Aunque no estoy nada seguro de que el mundillo de la cooperación sea capaz de hacer esta dura reflexión y autocrítica, ocupado como está en inflar unos resultados cada vez más modestos e ineficaces, mientras infla -pero de verdad- los sueldos de sus empleados.
Se ha perdido por completo ese espíritu, un poco pionero e ingenuo, de quienes trabajaban en las ONG durante los años ochenta y a principios de los noventa. Para recaudar fondos y cumplir los requisitos impuestos por los donantes, el alma de quienes trabajan en la cooperación se ha corrompido de un modo irreversible.
Atraídas por unos sueldos desorbitados, dignos de directivos de empresa, hay personas que pasan como si nada de trabajar en una multinacional a hacerlo en una ONG; por otro lado, las propias ONG a menudo son verdaderas multinacionales: CARE, sin ir más lejos, pero la lista es muy larga.

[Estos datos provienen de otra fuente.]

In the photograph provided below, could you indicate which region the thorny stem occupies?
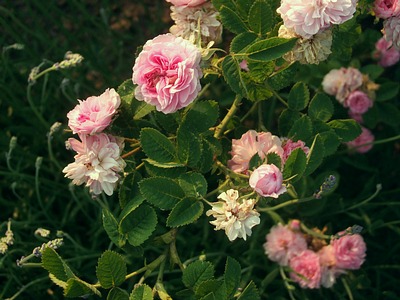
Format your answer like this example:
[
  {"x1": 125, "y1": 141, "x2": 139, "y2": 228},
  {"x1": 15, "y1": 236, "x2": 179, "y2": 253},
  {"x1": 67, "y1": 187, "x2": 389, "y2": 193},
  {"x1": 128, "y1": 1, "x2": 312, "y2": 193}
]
[{"x1": 214, "y1": 95, "x2": 242, "y2": 139}]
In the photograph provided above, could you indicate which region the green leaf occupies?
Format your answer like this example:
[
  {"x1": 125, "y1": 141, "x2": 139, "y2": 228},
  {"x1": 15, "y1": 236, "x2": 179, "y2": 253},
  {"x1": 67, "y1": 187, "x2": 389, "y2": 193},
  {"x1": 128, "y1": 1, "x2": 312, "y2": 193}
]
[
  {"x1": 224, "y1": 256, "x2": 242, "y2": 299},
  {"x1": 129, "y1": 284, "x2": 154, "y2": 300},
  {"x1": 304, "y1": 134, "x2": 325, "y2": 176},
  {"x1": 178, "y1": 172, "x2": 207, "y2": 197},
  {"x1": 308, "y1": 94, "x2": 333, "y2": 122},
  {"x1": 139, "y1": 177, "x2": 185, "y2": 209},
  {"x1": 182, "y1": 260, "x2": 214, "y2": 290},
  {"x1": 282, "y1": 148, "x2": 307, "y2": 182},
  {"x1": 238, "y1": 281, "x2": 260, "y2": 300},
  {"x1": 328, "y1": 119, "x2": 361, "y2": 142},
  {"x1": 288, "y1": 115, "x2": 313, "y2": 141},
  {"x1": 64, "y1": 278, "x2": 101, "y2": 298},
  {"x1": 42, "y1": 247, "x2": 75, "y2": 282},
  {"x1": 167, "y1": 197, "x2": 204, "y2": 227},
  {"x1": 249, "y1": 0, "x2": 274, "y2": 35},
  {"x1": 102, "y1": 209, "x2": 126, "y2": 247},
  {"x1": 246, "y1": 37, "x2": 297, "y2": 61},
  {"x1": 107, "y1": 287, "x2": 129, "y2": 300},
  {"x1": 140, "y1": 128, "x2": 176, "y2": 163},
  {"x1": 288, "y1": 82, "x2": 310, "y2": 111},
  {"x1": 119, "y1": 204, "x2": 157, "y2": 246},
  {"x1": 219, "y1": 5, "x2": 248, "y2": 34},
  {"x1": 230, "y1": 32, "x2": 257, "y2": 53},
  {"x1": 96, "y1": 250, "x2": 127, "y2": 289}
]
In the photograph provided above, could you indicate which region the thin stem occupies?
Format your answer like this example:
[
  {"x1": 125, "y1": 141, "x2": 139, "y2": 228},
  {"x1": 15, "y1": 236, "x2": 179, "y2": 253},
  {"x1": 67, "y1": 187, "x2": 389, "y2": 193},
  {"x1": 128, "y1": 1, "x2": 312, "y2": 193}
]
[{"x1": 214, "y1": 95, "x2": 242, "y2": 139}]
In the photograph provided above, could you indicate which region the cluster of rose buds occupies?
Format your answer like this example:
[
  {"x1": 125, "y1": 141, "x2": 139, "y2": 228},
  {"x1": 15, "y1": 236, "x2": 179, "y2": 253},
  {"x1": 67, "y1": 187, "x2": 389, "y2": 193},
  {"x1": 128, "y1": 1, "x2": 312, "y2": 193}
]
[
  {"x1": 228, "y1": 130, "x2": 309, "y2": 198},
  {"x1": 63, "y1": 89, "x2": 126, "y2": 196},
  {"x1": 277, "y1": 0, "x2": 356, "y2": 64},
  {"x1": 263, "y1": 220, "x2": 366, "y2": 289}
]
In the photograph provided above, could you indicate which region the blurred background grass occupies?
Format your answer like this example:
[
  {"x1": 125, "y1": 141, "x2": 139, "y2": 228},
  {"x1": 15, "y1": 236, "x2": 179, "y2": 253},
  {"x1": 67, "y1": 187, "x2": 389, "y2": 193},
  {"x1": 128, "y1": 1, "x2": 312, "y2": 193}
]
[{"x1": 0, "y1": 0, "x2": 400, "y2": 299}]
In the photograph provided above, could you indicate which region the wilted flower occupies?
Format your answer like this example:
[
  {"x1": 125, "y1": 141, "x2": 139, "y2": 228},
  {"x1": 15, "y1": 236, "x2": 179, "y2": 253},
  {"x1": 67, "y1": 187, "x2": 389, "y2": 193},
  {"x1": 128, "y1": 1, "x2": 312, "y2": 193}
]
[
  {"x1": 289, "y1": 250, "x2": 321, "y2": 289},
  {"x1": 278, "y1": 25, "x2": 332, "y2": 64},
  {"x1": 67, "y1": 89, "x2": 121, "y2": 134},
  {"x1": 228, "y1": 130, "x2": 283, "y2": 173},
  {"x1": 206, "y1": 189, "x2": 260, "y2": 241},
  {"x1": 63, "y1": 133, "x2": 126, "y2": 196},
  {"x1": 132, "y1": 34, "x2": 202, "y2": 114},
  {"x1": 170, "y1": 2, "x2": 222, "y2": 45},
  {"x1": 249, "y1": 164, "x2": 286, "y2": 198},
  {"x1": 346, "y1": 126, "x2": 375, "y2": 153},
  {"x1": 276, "y1": 0, "x2": 356, "y2": 38},
  {"x1": 263, "y1": 224, "x2": 307, "y2": 266}
]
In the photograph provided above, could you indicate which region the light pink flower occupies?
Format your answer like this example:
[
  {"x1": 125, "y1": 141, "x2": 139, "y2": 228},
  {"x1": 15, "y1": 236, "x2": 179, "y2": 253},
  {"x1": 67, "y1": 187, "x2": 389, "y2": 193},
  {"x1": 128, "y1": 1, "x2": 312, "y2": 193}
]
[
  {"x1": 343, "y1": 91, "x2": 373, "y2": 114},
  {"x1": 249, "y1": 164, "x2": 286, "y2": 198},
  {"x1": 132, "y1": 34, "x2": 202, "y2": 114},
  {"x1": 263, "y1": 224, "x2": 307, "y2": 266},
  {"x1": 373, "y1": 37, "x2": 400, "y2": 68},
  {"x1": 373, "y1": 0, "x2": 400, "y2": 19},
  {"x1": 67, "y1": 89, "x2": 121, "y2": 134},
  {"x1": 281, "y1": 138, "x2": 310, "y2": 163},
  {"x1": 322, "y1": 67, "x2": 363, "y2": 104},
  {"x1": 346, "y1": 126, "x2": 375, "y2": 153},
  {"x1": 289, "y1": 250, "x2": 321, "y2": 289},
  {"x1": 331, "y1": 234, "x2": 367, "y2": 270},
  {"x1": 383, "y1": 16, "x2": 400, "y2": 50},
  {"x1": 276, "y1": 0, "x2": 356, "y2": 38},
  {"x1": 166, "y1": 0, "x2": 207, "y2": 7},
  {"x1": 228, "y1": 130, "x2": 283, "y2": 173},
  {"x1": 206, "y1": 189, "x2": 260, "y2": 241},
  {"x1": 63, "y1": 133, "x2": 126, "y2": 196}
]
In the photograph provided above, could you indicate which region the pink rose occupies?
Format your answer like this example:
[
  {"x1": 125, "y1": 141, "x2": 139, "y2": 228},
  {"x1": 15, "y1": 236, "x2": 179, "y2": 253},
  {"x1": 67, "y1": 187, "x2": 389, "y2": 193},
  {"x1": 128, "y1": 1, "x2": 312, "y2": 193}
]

La responsabilidad no recae únicamente en quien manda su curriculum para encontrar trabajo, sino sobre todo en las propias ONG, que buscan un personal cada vez más especializado, con experiencia de años y características propias de un directivo de empresa, recurriendo a métodos empresariales de selección del personal. La consecuencia natural es que se crean verdaderas compañías humanitarias con un personal internacional muy bien remunerado, lo mismo que, en proporción, el personal local. Esto origina localmente distorsiones en el mundo del trabajo y la lógica envidia de quienes no trabajan en una ONG internacional.
Las ONG contratan en el mercado de trabajo a las personas más preparadas y les pagan unos sueldos que ni las empresas ni los bancos locales se pueden permitir.

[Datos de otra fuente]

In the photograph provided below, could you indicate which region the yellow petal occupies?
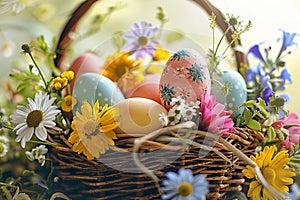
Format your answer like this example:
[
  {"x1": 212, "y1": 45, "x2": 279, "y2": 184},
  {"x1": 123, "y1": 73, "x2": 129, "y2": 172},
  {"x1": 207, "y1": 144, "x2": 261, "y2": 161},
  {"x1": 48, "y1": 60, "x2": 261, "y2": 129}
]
[{"x1": 247, "y1": 181, "x2": 262, "y2": 200}]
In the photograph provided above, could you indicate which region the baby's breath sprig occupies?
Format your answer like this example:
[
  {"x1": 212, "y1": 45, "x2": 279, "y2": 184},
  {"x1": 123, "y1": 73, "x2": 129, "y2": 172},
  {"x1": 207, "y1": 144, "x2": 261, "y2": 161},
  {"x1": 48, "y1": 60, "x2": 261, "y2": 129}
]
[
  {"x1": 21, "y1": 44, "x2": 48, "y2": 90},
  {"x1": 209, "y1": 13, "x2": 252, "y2": 78}
]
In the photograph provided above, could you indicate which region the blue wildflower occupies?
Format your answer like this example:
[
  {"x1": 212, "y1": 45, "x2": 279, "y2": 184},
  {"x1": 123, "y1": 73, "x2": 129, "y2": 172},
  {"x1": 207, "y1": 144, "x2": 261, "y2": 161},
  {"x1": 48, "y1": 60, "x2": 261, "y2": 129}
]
[
  {"x1": 162, "y1": 168, "x2": 208, "y2": 200},
  {"x1": 278, "y1": 29, "x2": 299, "y2": 56},
  {"x1": 280, "y1": 68, "x2": 292, "y2": 83},
  {"x1": 123, "y1": 21, "x2": 158, "y2": 59}
]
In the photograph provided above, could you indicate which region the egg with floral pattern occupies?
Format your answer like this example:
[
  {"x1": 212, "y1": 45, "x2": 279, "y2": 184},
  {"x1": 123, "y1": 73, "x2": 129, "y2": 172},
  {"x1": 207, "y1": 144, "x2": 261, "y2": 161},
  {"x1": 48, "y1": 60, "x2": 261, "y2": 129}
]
[
  {"x1": 159, "y1": 49, "x2": 211, "y2": 109},
  {"x1": 211, "y1": 70, "x2": 247, "y2": 118},
  {"x1": 72, "y1": 73, "x2": 124, "y2": 108}
]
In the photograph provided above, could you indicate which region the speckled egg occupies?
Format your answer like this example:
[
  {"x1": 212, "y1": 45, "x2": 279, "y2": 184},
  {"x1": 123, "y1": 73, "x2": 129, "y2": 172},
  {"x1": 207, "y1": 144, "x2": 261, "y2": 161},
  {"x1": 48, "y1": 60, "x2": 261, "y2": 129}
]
[
  {"x1": 211, "y1": 70, "x2": 247, "y2": 117},
  {"x1": 125, "y1": 74, "x2": 161, "y2": 103},
  {"x1": 113, "y1": 97, "x2": 167, "y2": 136},
  {"x1": 73, "y1": 73, "x2": 124, "y2": 107},
  {"x1": 160, "y1": 49, "x2": 211, "y2": 109},
  {"x1": 69, "y1": 53, "x2": 101, "y2": 91}
]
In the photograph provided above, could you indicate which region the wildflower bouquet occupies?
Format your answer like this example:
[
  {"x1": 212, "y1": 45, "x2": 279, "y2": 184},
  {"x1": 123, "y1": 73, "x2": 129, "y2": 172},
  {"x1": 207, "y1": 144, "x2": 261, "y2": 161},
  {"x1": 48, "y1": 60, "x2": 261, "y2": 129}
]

Recuerdo que hace años, cuando estaba en Camboya, en las entrevistas de trabajo para contratar a un ayudante, a mi pregunta de por qué querían trabajar en una ONG los aspirantes casi siempre me contestaban cándidamente que los sueldos eran mucho más altos que el sueldo medio pagado por las empresas locales.
Es una corrupción mental que practican la inmensa mayoría de las ONG internacionales.
Si a todo esto le sumamos la creciente y preocupante colaboración entre ONG y ejércitos en los países que acaban de padecer una guerra, llegaremos a la conclusión de que ya no queda ni rastro de lo «no gubernamental», y que las ONG premiadas con fondos se han convertido en el brazo humanitario de la política exterior de sus países, pero de una política de guerra «humanitaria» y neocolonial.
Antes de que sea demasiado tarde -si no lo es ya- las ONG conscientes deben plantearse cuál va a ser su futuro y cómo van a detener esa marcha alocada de la cooperación hacia la gestión de tipo empresarial y la militarización.
Hay que saber decir no a los requisitos que imponen los donantes institucionales y privados, buscar otras formas de recaudar fondos y tener la humildad de reducir los objetivos, es decir, dedicarse a actividades más modestas y concentradas y recortar considerablemente los sueldos de los cooperantes.
Pero también debe cambiar el método de selección de aspirantes, desterrando de una vez por todas los criterios empresariales.
No es fácil, desde luego, renunciar a unos fondos millonarios (en euros), pero es la única manera de distinguir y aislar a las ONG empresariales y militaristas, cuyos cooperantes estarán cada vez más expuestos a secuestros y atentados, como ocurre con los «contratistas» y soldados.
Porque cada vez es más difícil distinguir entre cooperantes, «contratistas» y soldados.